I am a DES daughter. I have just been diagnosed with my second miscarriage. My first one happened very early and on its own before the 6th week. This pregnancy is in its 9th week. I have had problems from the beginning. It started with brownish spotting and cramping. That went away and my breasts got sore and I became nautious. Smells bothered me. I had a hormone level test done which showed my hormones were rising but not the way they were supposed to (they weren't doubling). I went in for my first ultrasound at 7 weeks. Only the gestational sac showed up. No yolk sac. No fetal pole. No heartbeat. My doctor scheduled me for another ultrasound 10 days later. I had more spotting and cramping. The second ultrasound (at the beginning of my 9th week) showed the gestational sac had grown marginally, but still no yolk sac, no fetal pole, and (most upsetting) no heartbeat.

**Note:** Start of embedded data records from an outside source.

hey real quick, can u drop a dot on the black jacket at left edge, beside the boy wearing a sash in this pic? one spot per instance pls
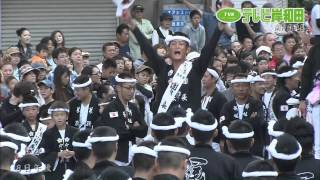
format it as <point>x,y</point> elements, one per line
<point>10,113</point>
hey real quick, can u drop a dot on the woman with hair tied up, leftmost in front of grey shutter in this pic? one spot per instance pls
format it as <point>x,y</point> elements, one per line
<point>24,44</point>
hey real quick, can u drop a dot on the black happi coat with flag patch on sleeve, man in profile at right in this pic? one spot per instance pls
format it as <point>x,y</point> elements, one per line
<point>279,104</point>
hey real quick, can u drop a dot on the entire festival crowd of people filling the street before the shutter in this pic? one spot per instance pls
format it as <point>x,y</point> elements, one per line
<point>212,101</point>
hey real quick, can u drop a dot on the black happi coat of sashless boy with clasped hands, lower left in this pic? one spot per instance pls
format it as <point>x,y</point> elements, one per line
<point>52,144</point>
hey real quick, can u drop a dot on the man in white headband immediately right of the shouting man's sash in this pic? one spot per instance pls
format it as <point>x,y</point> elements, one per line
<point>213,100</point>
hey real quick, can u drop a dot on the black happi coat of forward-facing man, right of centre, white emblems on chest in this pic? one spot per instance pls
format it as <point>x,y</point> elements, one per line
<point>230,113</point>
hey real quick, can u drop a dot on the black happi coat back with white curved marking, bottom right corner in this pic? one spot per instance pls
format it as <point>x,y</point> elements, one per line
<point>308,167</point>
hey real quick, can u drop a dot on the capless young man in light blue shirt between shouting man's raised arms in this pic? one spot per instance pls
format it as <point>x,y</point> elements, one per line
<point>195,31</point>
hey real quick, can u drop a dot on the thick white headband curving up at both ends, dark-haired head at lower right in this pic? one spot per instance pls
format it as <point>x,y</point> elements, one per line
<point>272,149</point>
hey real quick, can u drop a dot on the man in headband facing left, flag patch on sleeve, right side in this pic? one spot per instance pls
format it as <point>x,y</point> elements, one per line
<point>288,80</point>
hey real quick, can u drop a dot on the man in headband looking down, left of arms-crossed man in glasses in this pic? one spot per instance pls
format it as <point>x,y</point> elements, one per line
<point>84,110</point>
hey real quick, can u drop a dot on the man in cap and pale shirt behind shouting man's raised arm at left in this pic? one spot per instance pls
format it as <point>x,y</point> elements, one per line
<point>144,26</point>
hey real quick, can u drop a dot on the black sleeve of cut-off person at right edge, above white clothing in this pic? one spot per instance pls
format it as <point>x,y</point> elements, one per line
<point>310,69</point>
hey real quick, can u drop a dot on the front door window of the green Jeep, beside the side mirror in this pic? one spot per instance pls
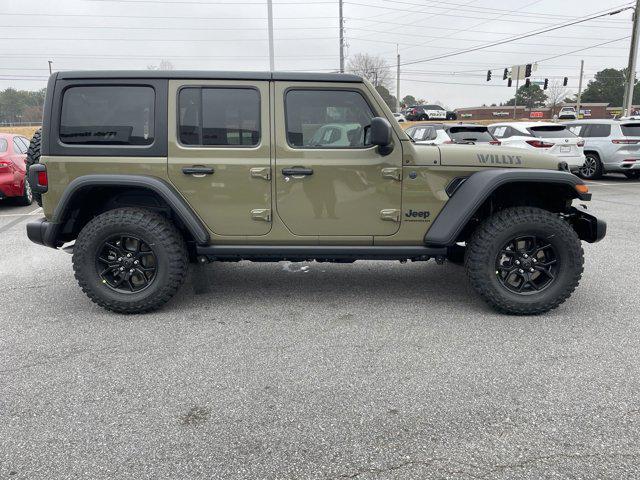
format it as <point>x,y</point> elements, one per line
<point>327,119</point>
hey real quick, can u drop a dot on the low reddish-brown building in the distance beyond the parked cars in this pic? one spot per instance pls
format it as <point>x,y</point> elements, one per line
<point>505,112</point>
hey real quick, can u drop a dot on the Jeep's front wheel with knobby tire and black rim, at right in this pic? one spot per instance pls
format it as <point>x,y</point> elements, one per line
<point>524,260</point>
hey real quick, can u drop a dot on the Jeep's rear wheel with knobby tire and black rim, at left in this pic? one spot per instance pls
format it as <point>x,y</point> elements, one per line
<point>130,260</point>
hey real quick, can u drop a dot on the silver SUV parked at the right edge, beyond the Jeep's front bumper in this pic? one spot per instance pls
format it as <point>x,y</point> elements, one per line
<point>610,146</point>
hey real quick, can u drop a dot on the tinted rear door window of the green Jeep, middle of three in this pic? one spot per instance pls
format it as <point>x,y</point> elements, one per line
<point>219,116</point>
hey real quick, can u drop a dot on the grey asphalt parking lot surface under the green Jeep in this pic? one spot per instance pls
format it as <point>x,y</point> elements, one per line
<point>370,370</point>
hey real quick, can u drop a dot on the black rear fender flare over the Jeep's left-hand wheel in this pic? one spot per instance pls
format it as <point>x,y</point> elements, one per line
<point>179,206</point>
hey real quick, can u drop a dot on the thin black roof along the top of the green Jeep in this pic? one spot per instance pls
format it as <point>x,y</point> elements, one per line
<point>210,75</point>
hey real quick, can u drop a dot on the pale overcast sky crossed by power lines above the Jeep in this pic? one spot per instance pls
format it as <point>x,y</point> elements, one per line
<point>232,35</point>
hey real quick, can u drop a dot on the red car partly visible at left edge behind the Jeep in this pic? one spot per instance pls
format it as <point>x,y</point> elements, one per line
<point>13,180</point>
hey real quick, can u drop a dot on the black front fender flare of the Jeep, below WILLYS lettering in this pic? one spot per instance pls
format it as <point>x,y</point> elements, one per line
<point>469,195</point>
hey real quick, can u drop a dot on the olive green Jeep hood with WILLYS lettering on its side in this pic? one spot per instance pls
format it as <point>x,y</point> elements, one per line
<point>490,156</point>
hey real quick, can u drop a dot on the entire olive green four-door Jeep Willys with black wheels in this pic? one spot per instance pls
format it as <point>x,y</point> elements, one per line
<point>148,171</point>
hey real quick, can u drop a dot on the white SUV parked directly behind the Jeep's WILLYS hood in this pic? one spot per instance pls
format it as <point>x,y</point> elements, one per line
<point>547,137</point>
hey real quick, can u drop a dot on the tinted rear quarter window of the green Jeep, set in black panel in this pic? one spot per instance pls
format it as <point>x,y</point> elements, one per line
<point>108,115</point>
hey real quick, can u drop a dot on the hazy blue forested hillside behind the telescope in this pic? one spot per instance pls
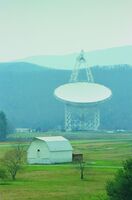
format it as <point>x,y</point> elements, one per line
<point>27,95</point>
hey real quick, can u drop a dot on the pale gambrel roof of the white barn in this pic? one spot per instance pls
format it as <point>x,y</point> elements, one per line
<point>56,143</point>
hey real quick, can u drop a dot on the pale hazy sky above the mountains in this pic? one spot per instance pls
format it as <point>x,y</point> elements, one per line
<point>34,27</point>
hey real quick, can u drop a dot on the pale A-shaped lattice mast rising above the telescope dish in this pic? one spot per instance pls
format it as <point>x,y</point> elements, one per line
<point>81,61</point>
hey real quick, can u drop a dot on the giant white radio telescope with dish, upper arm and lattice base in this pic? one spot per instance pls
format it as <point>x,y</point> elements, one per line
<point>82,99</point>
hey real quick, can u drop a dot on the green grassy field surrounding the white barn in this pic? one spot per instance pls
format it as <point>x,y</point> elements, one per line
<point>62,182</point>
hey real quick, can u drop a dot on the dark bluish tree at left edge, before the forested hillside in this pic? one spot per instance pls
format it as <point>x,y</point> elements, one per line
<point>3,125</point>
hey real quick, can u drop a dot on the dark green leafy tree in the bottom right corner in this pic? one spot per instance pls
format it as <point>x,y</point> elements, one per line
<point>121,187</point>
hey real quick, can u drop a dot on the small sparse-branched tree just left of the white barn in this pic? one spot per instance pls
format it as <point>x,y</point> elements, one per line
<point>13,160</point>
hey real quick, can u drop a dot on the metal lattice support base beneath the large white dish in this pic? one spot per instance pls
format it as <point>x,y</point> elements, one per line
<point>81,118</point>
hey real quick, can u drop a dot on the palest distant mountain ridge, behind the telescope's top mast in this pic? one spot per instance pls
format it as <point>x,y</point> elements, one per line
<point>111,56</point>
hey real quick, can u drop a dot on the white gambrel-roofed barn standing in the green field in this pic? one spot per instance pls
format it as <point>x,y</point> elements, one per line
<point>48,150</point>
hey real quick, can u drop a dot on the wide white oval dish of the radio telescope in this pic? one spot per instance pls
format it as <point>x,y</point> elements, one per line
<point>82,93</point>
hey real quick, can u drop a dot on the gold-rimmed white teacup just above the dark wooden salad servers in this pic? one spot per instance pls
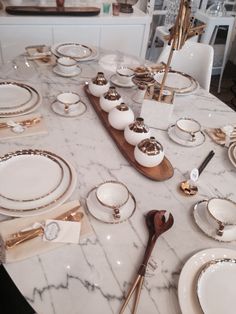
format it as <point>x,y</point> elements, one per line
<point>112,195</point>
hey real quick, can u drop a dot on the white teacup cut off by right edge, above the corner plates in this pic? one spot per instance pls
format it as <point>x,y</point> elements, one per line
<point>223,212</point>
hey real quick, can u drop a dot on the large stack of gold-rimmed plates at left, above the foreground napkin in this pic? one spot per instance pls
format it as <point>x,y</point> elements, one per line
<point>34,181</point>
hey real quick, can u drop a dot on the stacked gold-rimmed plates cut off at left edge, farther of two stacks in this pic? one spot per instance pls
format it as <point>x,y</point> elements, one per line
<point>17,99</point>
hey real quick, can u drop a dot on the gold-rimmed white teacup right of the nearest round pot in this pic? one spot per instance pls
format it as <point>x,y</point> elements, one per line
<point>187,128</point>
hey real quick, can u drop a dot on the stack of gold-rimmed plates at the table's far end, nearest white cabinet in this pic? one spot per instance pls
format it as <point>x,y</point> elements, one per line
<point>76,51</point>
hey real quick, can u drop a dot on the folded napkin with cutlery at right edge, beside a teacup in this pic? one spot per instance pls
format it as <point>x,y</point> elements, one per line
<point>223,136</point>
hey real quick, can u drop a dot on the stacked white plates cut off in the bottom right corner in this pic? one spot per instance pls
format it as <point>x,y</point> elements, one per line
<point>207,283</point>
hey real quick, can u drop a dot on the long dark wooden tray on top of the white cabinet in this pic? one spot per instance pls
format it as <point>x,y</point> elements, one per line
<point>36,10</point>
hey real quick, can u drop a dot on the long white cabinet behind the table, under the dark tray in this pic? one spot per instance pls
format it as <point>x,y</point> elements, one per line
<point>126,32</point>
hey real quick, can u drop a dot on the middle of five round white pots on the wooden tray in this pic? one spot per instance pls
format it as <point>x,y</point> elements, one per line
<point>120,116</point>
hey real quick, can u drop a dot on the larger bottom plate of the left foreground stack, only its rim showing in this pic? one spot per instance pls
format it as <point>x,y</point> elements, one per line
<point>50,201</point>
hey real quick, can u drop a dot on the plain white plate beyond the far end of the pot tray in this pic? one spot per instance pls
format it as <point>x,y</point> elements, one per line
<point>111,62</point>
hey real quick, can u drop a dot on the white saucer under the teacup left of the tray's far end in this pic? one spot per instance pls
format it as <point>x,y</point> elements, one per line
<point>76,110</point>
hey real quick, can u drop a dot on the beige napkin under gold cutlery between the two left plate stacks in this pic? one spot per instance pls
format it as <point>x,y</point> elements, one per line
<point>33,124</point>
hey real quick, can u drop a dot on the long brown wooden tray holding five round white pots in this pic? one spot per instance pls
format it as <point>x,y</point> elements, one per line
<point>162,172</point>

My breasts are still sore and I feel tired, but no more sickness. My body thinks it's still pregnant. Even a pregancy test shows positive. I want to deny that there is no baby. It is disturbing to think there is nothing inside the gestational sac, but it's pretty clear the baby has died already. And my history with DES only stacks the odds against me.
I'm nervous about the D&C I scheduled, one because I can't stop asking "what if," and two, because I've never had one before. I opted for a D&C over drugs because I do not like taking medications and I was told that medically triggered miscarriages are more intense than natural ones and can bleed accessively (dangerous).
I'm 39 years old so I view this as my last chance to have a baby. Guess it wasn't meant to be.
Take care all and thanks for being out there and sharing.